# Terminal et cat : resultat différent si interactif ou script



## bozo38 (20 Novembre 2010)

salut à tous,

j'ai un fichier qui vient d'une base de donnée, je l'ouvre avec *cat*, j'extrait le texte avec *strings*) en nettoyant les accents avec *sed*. 

j'utilise :*
cat monfichier.db | sed 'y/àéèêîôùç/aeeeiouc/' | strings*
et en interactif ça marche nickel.

Alors je colle ça dans un script :

*#!/bin/bash
cat monfichier.db | sed 'y/àéèêîôùç/aeeeiouc/' | strings*

et là j'ai juste une erreur :
*sed: Illegal byte sequence*

 C'est tres énervant !!! une idée ?


----------



## ntx (20 Novembre 2010)

Je dirais que le shell de ton terminal et celui ouvert par ton script n'utilise pas le même encodage pour les caractères accentués.


----------



## mtcubix (20 Novembre 2010)

essaie tr au lieu de sed pour voir 

tr  'àéèêîôùç' 'aeeeiouc' à la place de sed 'y/àéèêîôùç/aeeeiouc/'


----------



## bozo38 (20 Novembre 2010)

mtcubix a dit:


> essaie tr au lieu de sed pour voir
> 
> tr  'àéèêîôùç' 'aeeeiouc' à la place de sed 'y/àéèêîôùç/aeeeiouc/'



salut,

meme punition avec tr :
*tr: Illegal byte sequence*


est ce que *cat* traiterait différement mon fichier.db dans le shell du script et dans le shell interactif ?

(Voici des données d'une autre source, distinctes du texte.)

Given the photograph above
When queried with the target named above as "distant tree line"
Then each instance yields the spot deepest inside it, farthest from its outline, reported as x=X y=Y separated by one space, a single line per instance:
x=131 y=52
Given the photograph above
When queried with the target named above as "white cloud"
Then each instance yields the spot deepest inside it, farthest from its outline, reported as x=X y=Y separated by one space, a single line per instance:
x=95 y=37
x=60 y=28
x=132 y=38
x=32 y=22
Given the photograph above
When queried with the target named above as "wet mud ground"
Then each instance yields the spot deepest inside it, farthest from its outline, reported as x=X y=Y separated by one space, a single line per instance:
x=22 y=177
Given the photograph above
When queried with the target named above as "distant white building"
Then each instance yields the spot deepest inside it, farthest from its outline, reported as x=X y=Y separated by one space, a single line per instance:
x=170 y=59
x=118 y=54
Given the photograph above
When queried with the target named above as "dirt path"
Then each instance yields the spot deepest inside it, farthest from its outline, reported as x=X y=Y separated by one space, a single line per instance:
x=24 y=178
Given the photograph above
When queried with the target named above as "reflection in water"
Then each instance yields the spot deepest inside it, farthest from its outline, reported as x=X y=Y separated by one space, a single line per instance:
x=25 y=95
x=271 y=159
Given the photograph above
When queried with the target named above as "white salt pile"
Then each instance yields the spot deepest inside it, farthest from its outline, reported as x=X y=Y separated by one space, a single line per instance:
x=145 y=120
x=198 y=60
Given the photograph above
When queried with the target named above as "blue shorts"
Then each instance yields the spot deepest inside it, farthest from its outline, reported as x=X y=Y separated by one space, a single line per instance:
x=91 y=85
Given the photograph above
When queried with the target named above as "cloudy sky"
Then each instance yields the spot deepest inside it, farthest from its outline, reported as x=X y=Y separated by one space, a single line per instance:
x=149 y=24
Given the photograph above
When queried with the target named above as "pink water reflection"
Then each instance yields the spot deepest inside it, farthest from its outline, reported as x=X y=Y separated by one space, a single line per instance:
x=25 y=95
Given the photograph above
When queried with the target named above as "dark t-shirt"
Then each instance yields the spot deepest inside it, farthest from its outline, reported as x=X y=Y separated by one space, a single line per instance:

---------- Nouveau message ajouté à 12h38 ---------- Le message précédent a été envoyé à 12h33 ----------




ntx a dit:


> Je dirais que le shell de ton terminal et celui ouvert par ton script n'utilise pas le même encodage pour les caractères accentués.



salut,

j'y avais bien pensé mais je ne sais pas ou ca se regle. 
si je fais *echo $LANG* dans le terminal j'ai :
*fr_FR.UTF-8* 

et même chose dans le script.


----------



## mtcubix (20 Novembre 2010)

ou alors ton fichier *monfichier.db qui est fautif ??

*essaie avec un fichier texte  dont  le contenu n'est pas trop compliqué


----------



## bozo38 (20 Novembre 2010)

mtcubix a dit:


> ou alors ton fichier *monfichier.db qui est fautif ??
> 
> *essaie avec un fichier texte  dont  le contenu n'est pas trop compliqué



hello,

le fichier.db je le récupère comme ça, il est extrait d'un telephone portable... Mon souci est justement de le nettoyer avant d'en faire quelque chose.

J'ai suivi ton conseil et j'ai essayé avec un fichier tout simple (trois lignes, quelques accents).
J'ai le même résultat : ca marche en interactif, pas en script. J'ai aussi vérifié que je ne foirais pas le path dans le script : cat ouvre bien le fichier. 

bizarre, non ?


----------



## mtcubix (20 Novembre 2010)

ca marche en terminal ok, il faut chercher  du côté shell  comme l'a noté ntx.

essaie de changer de de shell pour le script:

en-têtes
!# /bin/bash pour le bash
!# /bin/sh  pour le sh


----------



## bozo38 (20 Novembre 2010)

mtcubix a dit:


> ca marche en terminal ok, il faut chercher  du côté shell  comme l'a noté ntx.
> 
> essaie de changer de de shell pour le script:
> 
> ...



hello,

alors très bizarrement, ça marche déjà mieux si j'utilise le sed de macports (gsed) plutot que le sed de osx. En tout cas je n'ai plus d'erreur "illegal byte error" et sur mon fichier de test simple ça fonctionne tout à fait.

mais j'ai quand même un souci d'encodage entre le shell interactif et le shell du script, le cat ne sort pas les accents sous la même forme de mon fichier.db (dont je ne maitrise pas l'encodage pour le coup) 

comment je fais pour changer l'encodage du shell ?

merci,
Fab


----------



## mtcubix (20 Novembre 2010)

une solution consiste à le faire dans le .profile
 doc ksh compatible bash


----------



## bozo38 (20 Novembre 2010)

Ca y es j'ai trouvé.
j'utilise subethaedit pour taper le script et son encodage par defaut n'était en western-macos - alors qu'ensuite bash l'interpretait bien en utf8 - donc le sed ne marchait pas car 'y/àéèêîôùç/aeeeiouc/' devenait du garbage.

merci pour tous les conseils, ça m'a bien fait avancé !
Fab


----------